Is it me or does it seems no one cares about this virus. Nations are struggling and the environment is better or improved for the short time at least. The rich still blessed and the poor still blessed but in a different way. Can’t deny that sense of fear that stares you in the face when you look at other people. They seem lost and afraid to laugh and make a sound, coughing is out of the question. Sneering can get you arrested and to shout or raise a voice could get you sectioned for mental health. Our safety isn’t in our own hands it seems, trusting others now our daily norm. The leaders elected seem to be the failures we dare not show in public. Try not to laugh at their indecisions, and stay blessed and alert of course.

By Julius Fa

©2020

Beneath The Heavens


Traveling the world

I met them here, beneath the stars,

The tables were laid, the beauty is real,

My dreams come true, my doubts take flight,

No reason for crying, deep joy and happiness,

Surrounded by love, forgetting this virus,

United we are, stay safe under heaven.

By Julius Fa

©2020

Keeping Face


It’s not often that I get scared and confused, this worldwide panic got me thinking things and freaking out. My dreams don’t match and my head hurts from seeing masses desert city centers and shops stripped bare. We have become a nation of tissue buying champions, too afraid to confess that we are lost and this stress and weight is unbearable for just us. Our families are hurt and longing for a new day and fresh faith of calmer times and virus declining. Pray that this might take hold soon.

By Julius Fa

©2020

Counting Stars.


Counting Stars

You are a star, this much is real, helping others to reach, their fullest brightness. Never doubting and always praising, saying prayers and sharing sorrows.

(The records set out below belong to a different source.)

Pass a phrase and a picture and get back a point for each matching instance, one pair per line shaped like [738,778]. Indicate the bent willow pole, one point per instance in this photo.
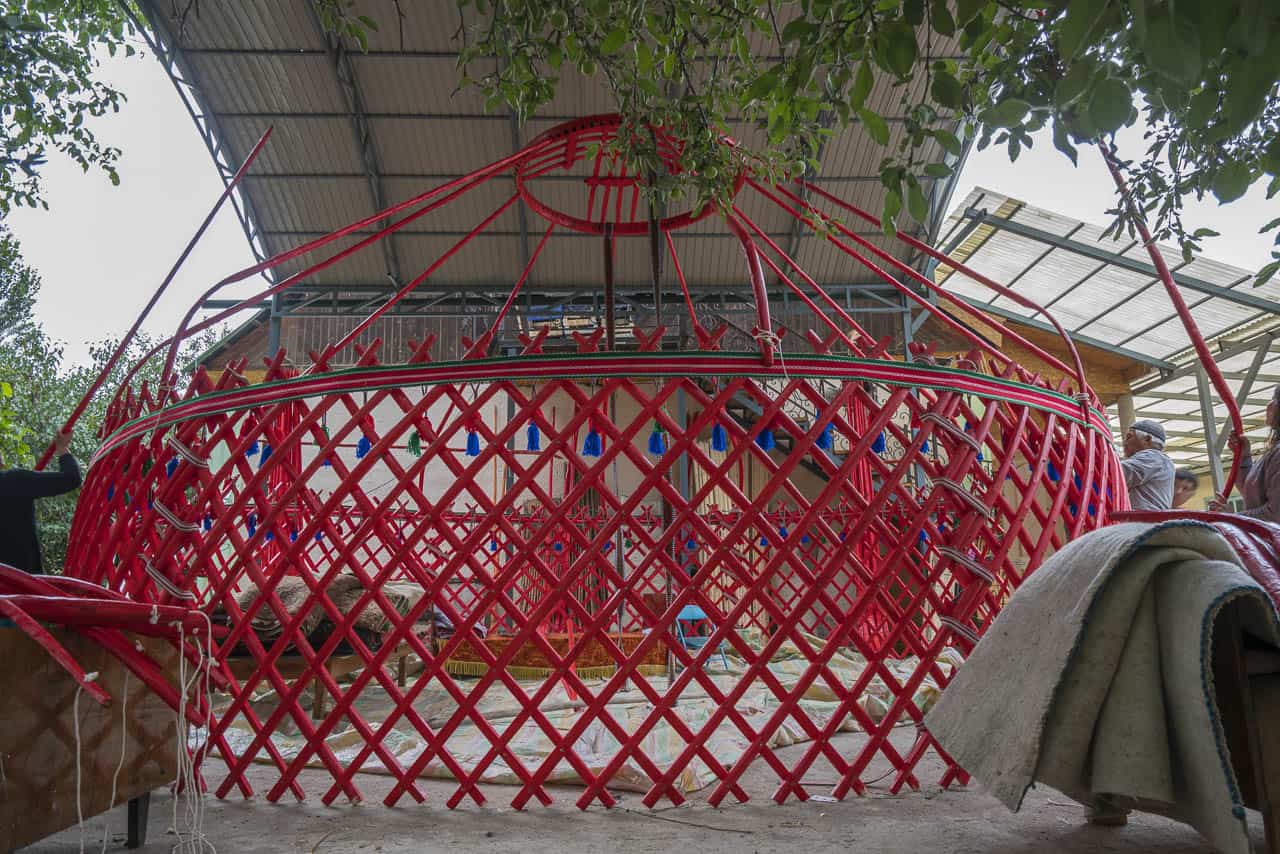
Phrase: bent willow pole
[155,297]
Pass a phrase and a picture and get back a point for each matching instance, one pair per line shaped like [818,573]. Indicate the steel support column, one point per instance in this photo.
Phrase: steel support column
[1206,394]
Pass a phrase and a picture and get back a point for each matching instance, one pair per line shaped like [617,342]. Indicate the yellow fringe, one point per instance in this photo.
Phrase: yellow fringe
[456,667]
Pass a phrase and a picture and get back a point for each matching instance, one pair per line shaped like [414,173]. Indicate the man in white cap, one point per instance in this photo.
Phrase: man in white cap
[1148,473]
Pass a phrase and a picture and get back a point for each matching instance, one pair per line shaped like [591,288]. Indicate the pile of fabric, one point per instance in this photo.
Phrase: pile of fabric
[1097,677]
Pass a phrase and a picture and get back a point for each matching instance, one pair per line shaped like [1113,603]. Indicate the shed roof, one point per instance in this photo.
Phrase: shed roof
[1106,293]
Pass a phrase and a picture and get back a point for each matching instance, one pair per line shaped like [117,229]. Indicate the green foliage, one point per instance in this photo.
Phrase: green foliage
[49,53]
[1202,74]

I never wanted this struggle, I was good and kept out of trouble. Others were fake and lived by their selfishness, smoking herbs and downing shots.

On the roof, I leave it all behind, up I stare never wanting to lose the count, passed two thousand and still thousands more to count, take a seat could take a while.

By Julius Fa

© March 2020

So Alone


Walking solo

I’m so alone, this Earth needs something more, or is it my life yawning for something more.

Each day feels strange each night looks doll, no time to reason, too much time thinking.

Why do I waste and struggle so much, why do I pretend that it’s all good when really am on fire inside.

Society only takes more advantage and the pride, greed and envy of so many now darken the modern age. Sanity is frail and weak, the era of strength now replaced by out own incapabilities.

What has gone wrong and what part did you play in this sunken future, where dreams die and love fades. On I walk this night, alone and full of fear and doubt.

By Julius Fa

© March 2020

My Shelter


My bed

It’s just a bed, so some may say, that truth is real, to me it’s more.

It’s the safety net that keeps me sane, the shelter that boasts my brain.

It’s happiness and comfort when I feel down, can heal the wounds this world dishes out.

It holds me tight and feels so right, it is my delight and Friend when all seems lost.

I’ll find my way back home, just to be with you.

By Julius Fa

© March 2020

Welcome


It’s not the same, those wise men said, it’s all renewed, the walls we built, for years we broke down the walls hate built, desperate for freedom, two millions did die.

We take things for granted, these modern times fail, to learn from the past, wars still now rage. More bodies have fallen, too many now broken, leaders still stand lying, humanity sits down dying.

What truth do you believe, which side did you vote for, our planet is crying, our climate is changing, my people are hungry, your landfills are full. My continent is trapped, your democracy is crap.

They said it couldn’t happen again, the weapons of old renewed and tested, the dictators have fallen, arise the conquerors, just one push of the button sends everyone running.